I have a basement floor in a house I owned for a few years now. It currently has a real thin berber type carpet in it.I was going to pull this and put down laminate. Anyway,I pulled some up and saw it was glued to a tile floor which was over the concrete. I had suspicions and sent the tile for testing,it is 10% asbestos.

So now I have a carpet over tile that I don't want to spend $2000 to have removed by an asbestos company, but I don't want the carpet.

Anyone have any ideas what I can do? I was thinking of just getting a new carpet and have laid over this one,but not sure if that will work or not. I can't put laminate down and I can't glue carpet tiles to the existing carpet.

I don't have a lot of creativity or experience with this sort of thing so am looking for ideas into other avenues I could try.
Thanks in advance.


----------



## rusty baker (Feb 13, 2009)

It's not really an accepted way to do it but, the carpet can be cut back around the edges, tack strip put down and the old carpet used for pad. If you can get an installer to do it. I have done it a few times and it does work. But it must be power stretched. It will not work at all if kicked.


----------



## bobcaryh (Nov 29, 2011)

Hmm. The floor under this is concrete,i really don't want to go busting into the floor with tack strips if I don't have to either. I am just not in a good spot here. I am half tempted to remove the old carpet and tile myself,it isn't powdering and appears to be either just laying there or stuck to the old carpet. But,I don't want to mess with asbestos if I don't have to. Thanks for the idea though,I will add it to the list.


----------



## rusty baker (Feb 13, 2009)

If the tile is down tight, the strip can be glued down.


----------



## bobcaryh (Nov 29, 2011)

deleted


----------



## bobcaryh (Nov 29, 2011)

The carpet over it is so thin and compact,I am considering just laying laminate floor over it. I am not sure what else to do unless I just up and pay for the removal which I really just don't want to spend 3000 on.I would rather just take a chance I think and go over the carpet. I pulled a bit more on the edge and the tile does appear to be really well glued down, the carpet was pulling it up which is why i thought it was just laying there.

I ordered a test box of cyber monday laminate from loses from 15 bucks and will lay it out on the carpet and just simply see what it is like.If it holds up,I will get some of the good 12mm stuff and put down.I think this is about my only option.I just don't want to try gluing carpet tack strips and have the asbestos tile pop up,plus I wouldn't want to be the poor installer wondering what I am working on.If I laminate over it, it will simply be encapsulated and no one including me and my family will be the worse for wear.If I have to replace the laminate floor after 10 years,so be it,they are so cheap anymore I will still be ahead and probably won't be in the house then anyway.


----------



## JazMan (Feb 17, 2007)

Laminate over the old carpet? You are kiddin right? 

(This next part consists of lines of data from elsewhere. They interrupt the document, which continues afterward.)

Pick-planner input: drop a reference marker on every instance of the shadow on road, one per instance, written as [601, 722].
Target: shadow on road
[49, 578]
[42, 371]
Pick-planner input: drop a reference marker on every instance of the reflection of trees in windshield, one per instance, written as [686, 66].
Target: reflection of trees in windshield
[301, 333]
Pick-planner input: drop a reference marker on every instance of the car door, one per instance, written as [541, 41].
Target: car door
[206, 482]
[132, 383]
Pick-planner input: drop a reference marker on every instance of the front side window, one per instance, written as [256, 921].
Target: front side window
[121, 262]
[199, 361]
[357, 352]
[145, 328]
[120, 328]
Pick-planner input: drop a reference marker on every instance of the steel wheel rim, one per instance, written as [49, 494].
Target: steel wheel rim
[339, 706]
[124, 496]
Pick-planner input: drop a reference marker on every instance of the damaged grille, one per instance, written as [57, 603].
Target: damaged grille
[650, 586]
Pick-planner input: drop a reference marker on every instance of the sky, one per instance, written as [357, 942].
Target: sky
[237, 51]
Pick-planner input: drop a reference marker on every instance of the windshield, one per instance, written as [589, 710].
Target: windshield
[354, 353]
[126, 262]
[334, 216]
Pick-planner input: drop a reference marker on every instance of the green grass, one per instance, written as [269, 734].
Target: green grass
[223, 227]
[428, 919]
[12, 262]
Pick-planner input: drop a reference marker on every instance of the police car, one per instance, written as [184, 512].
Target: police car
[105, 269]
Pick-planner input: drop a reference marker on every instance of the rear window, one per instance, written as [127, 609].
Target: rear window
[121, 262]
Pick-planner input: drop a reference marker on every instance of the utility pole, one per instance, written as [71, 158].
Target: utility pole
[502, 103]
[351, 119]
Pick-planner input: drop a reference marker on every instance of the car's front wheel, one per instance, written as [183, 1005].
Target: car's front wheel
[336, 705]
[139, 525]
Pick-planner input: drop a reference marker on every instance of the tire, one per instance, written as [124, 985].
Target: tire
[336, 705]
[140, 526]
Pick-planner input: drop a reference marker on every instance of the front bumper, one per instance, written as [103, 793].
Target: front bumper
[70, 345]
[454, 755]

What do you think will happen when you remove the carpet with tiles attached? Do you think the asbestos will ooze out and kill you? The asbestos is in the tile and will stay there unless you grind or sand it. It has to be friable and you breath it to possibly hurt you. Some say it would take many years of exposure to asbestos dust to hurt you. The harm might be to workers exposed for many years. However I don't suggest people get careless even for a one time exposure. Don't sand it and you should be fine. If in doubt, mist the area with water if you anticipate dust.

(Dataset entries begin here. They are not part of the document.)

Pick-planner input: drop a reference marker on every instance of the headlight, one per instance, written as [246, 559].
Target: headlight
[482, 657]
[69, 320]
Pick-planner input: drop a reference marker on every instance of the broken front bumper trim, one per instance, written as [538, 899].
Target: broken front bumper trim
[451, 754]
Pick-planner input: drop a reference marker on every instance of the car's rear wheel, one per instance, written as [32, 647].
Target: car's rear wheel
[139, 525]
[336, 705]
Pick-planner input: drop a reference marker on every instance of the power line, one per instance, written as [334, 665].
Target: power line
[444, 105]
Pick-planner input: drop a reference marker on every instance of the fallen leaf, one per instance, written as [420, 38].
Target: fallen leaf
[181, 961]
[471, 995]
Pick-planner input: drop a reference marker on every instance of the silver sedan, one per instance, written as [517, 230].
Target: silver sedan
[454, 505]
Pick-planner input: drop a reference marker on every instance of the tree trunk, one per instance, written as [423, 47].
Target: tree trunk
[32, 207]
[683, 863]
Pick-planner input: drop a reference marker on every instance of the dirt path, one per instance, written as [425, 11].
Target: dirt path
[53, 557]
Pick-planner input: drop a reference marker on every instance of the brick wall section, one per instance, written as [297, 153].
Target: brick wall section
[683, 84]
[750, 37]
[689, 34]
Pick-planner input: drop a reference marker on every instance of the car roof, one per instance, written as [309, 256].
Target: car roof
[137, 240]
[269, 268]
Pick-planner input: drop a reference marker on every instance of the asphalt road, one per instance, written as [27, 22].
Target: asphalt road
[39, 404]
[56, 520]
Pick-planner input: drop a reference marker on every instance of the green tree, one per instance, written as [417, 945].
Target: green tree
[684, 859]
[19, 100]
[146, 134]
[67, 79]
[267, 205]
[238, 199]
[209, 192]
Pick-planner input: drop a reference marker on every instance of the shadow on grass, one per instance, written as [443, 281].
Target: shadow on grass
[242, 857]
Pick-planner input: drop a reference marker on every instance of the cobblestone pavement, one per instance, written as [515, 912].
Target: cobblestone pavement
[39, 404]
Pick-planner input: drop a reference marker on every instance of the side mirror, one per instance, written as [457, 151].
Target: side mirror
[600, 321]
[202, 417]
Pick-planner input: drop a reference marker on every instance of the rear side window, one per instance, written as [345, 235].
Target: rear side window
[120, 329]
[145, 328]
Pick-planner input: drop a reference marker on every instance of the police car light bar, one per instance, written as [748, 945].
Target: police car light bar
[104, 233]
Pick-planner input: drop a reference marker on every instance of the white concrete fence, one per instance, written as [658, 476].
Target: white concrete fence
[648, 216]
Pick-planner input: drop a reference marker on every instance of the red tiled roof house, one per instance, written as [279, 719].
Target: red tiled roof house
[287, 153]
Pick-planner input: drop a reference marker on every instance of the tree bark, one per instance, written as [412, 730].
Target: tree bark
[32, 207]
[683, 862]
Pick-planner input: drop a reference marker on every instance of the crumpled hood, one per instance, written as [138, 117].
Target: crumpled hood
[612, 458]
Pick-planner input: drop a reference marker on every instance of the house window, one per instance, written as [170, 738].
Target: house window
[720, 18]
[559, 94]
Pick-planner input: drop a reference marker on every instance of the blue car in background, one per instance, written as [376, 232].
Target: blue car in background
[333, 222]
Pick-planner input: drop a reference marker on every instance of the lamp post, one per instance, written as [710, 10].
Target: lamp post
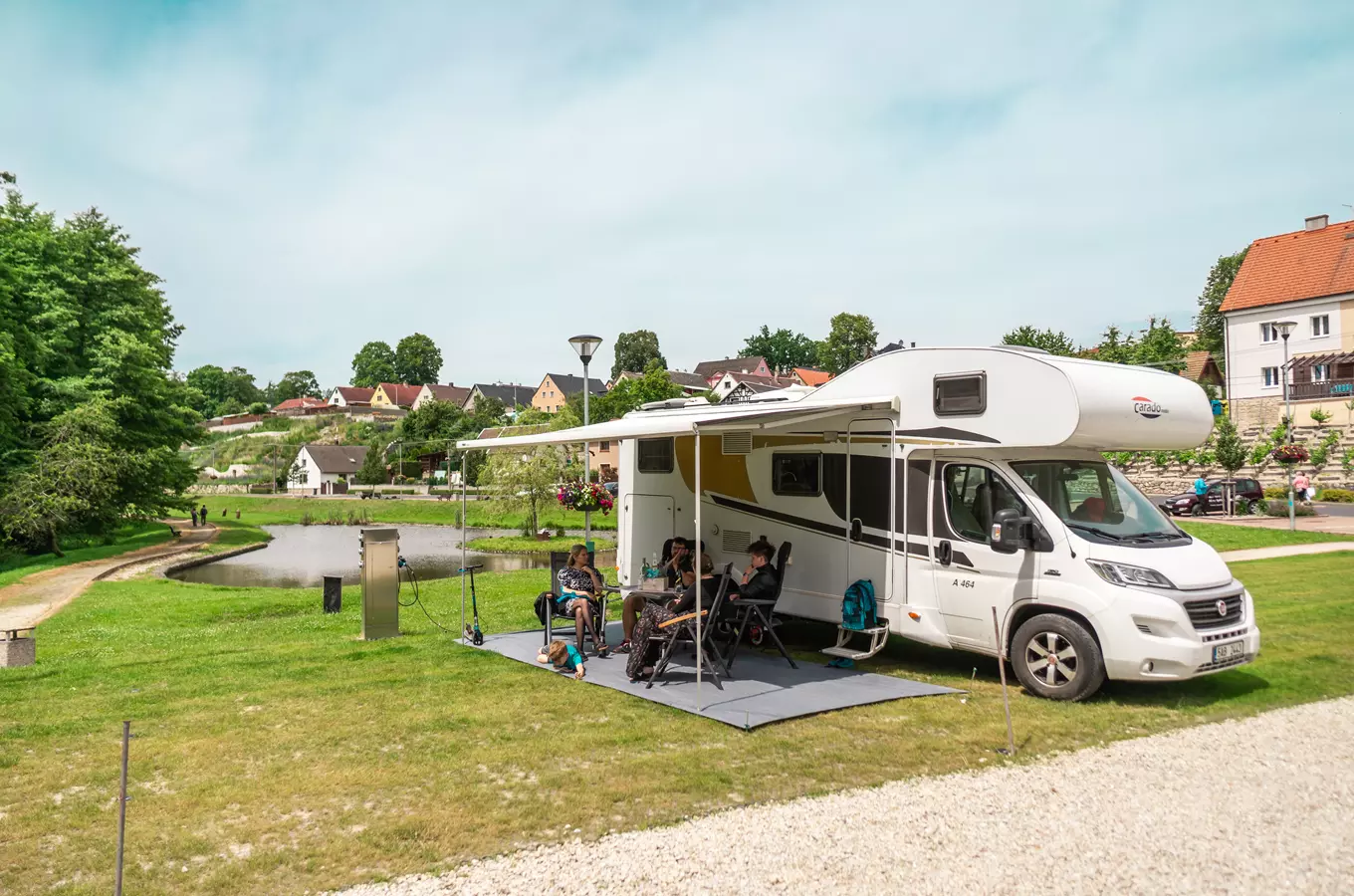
[586, 346]
[1285, 328]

Many would say this asbestos abatement is a great racket though.

Jaz


----------



## bobcaryh (Nov 29, 2011)

Yeah I know about the years of exposure thing. But The tile is going to start snapping when i peel the carpet up thus it will be 300 sq ft of friable tile.Plus there is black mastic under it which is asbestos as well. Armstrong themselves have on their website that laminate can be put over 1/4" or thinner carpet.This carpet I have down is hard as the concrete under it and I simply don't see how it would be any different than me using a foam pad under laminate.It has absolutely no give and there floor is level. I just don't think it is worth the chance to start moving all this tile around if I can cover it with the same result as putting foam over concrete.


----------